Anti-Refugee Activist’s Influence: The number of refugee resettlements in the U.S. continues to plummet alongside efforts to block asylum-seekers at the U.S.-Mexico border and to ban travel from multiple Muslim-majority countries. Reporting suggests that Ann Corcoran, the activist founder of the “Refugee Resettlement Watch” blog, has gained influence in broader immigration discussions with figures close to the administration.
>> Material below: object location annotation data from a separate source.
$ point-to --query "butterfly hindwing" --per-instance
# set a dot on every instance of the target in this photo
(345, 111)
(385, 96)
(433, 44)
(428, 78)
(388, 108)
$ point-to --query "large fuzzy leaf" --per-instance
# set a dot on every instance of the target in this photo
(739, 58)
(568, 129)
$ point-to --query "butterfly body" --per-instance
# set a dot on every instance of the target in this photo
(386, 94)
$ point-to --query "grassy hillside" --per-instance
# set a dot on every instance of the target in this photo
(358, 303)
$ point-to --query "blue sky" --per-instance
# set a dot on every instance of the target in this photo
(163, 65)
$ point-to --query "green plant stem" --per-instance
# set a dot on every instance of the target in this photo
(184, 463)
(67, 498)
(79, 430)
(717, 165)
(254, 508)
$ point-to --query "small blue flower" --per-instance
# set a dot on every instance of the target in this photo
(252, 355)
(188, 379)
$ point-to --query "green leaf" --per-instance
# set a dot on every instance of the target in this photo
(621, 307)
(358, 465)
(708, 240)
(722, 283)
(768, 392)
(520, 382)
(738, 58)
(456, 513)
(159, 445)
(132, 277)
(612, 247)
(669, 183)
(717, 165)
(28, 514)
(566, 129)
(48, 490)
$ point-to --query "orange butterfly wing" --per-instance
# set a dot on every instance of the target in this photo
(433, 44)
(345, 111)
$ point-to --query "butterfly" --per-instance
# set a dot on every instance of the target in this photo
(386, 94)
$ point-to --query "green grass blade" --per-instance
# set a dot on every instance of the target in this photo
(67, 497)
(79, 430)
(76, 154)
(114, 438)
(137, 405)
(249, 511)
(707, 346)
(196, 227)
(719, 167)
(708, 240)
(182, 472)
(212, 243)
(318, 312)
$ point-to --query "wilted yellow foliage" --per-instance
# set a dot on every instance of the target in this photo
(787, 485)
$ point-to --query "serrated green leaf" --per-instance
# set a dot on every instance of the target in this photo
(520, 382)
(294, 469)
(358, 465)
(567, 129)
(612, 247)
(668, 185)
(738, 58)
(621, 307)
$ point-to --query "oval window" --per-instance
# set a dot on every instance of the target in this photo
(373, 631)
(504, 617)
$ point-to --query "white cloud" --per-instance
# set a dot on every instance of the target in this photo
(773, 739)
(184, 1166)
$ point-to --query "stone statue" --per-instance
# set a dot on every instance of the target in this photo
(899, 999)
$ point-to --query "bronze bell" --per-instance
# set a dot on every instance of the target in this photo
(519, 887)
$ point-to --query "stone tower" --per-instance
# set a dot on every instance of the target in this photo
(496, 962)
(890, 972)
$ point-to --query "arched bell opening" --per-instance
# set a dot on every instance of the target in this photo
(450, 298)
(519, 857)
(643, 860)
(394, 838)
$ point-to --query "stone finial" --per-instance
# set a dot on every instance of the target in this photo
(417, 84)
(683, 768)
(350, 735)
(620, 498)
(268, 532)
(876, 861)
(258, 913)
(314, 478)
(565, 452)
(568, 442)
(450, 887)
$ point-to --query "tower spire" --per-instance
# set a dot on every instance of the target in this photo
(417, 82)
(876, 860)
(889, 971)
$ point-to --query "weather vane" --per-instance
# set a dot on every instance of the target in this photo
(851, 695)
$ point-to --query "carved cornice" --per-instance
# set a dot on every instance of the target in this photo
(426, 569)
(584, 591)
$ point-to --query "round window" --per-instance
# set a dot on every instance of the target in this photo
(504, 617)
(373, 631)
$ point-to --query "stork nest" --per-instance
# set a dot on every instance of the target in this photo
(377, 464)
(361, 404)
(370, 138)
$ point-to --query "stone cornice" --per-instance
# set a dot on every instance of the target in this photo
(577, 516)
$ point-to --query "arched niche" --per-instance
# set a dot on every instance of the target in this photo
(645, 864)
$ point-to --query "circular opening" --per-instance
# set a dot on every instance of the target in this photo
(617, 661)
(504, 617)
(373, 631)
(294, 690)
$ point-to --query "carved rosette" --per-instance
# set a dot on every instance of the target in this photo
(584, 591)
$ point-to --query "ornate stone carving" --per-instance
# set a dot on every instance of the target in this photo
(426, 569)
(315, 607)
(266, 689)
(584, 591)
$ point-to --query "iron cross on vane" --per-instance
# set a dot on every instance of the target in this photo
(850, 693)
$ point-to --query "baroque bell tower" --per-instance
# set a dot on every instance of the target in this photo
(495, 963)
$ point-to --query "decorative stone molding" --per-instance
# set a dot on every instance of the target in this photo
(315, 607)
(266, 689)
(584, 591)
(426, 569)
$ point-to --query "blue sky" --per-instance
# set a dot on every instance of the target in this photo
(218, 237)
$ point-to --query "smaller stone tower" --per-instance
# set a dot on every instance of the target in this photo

We’re asking the State Department for the emails of specific officials with or about Corcoran.
Voting Discrimination Claims in Georgia: As part of our State Accountability Project work in Georgia, this week we asked the Georgia Secretary of State and the Georgia Department of Administrative Services for the amount of funds paid by the state to settle voting discrimination claims, including those brought under the Voting Rights Act of 1965 and the National Voter Registration Act of 1993.
New Documents — Perdue Family Emails and Trey Gowdy Request: This week, we published USDA communications with U.S. senator from Georgia David Perdue’s office as part of our ongoing investigation into Agriculture Secretary Sonny Perdue’s business ties with Georgia-based entities, including his own family’s company. The records include a number of communications in which Sen. Perdue’s staff shared with the USDA the resumes of multiple candidates for USDA positions. We also published more DHS calendar entries and email communications, including a 2017 email chain among agency officials about preparing a redacted individual’s USCIS immigration file (known as an A-file) for then-Rep. Trey Gowdy and the House Oversight Committee.
John Gore’s Personal Emails: We recently published emails that former Justice Department official John Gore, who had been involved in the administration’s failed push to add a citizenship question to the 2020 census, had sent from his personal account. (You can read more about the story behind those emails here.) The emails include messages to an attorney at Jones Day regarding an ACLU sanctions motion that followed the discovery of files belonging to the late Republican redistricting strategist Thomas Hofeller — files that helped expose the partisan motivations of the question.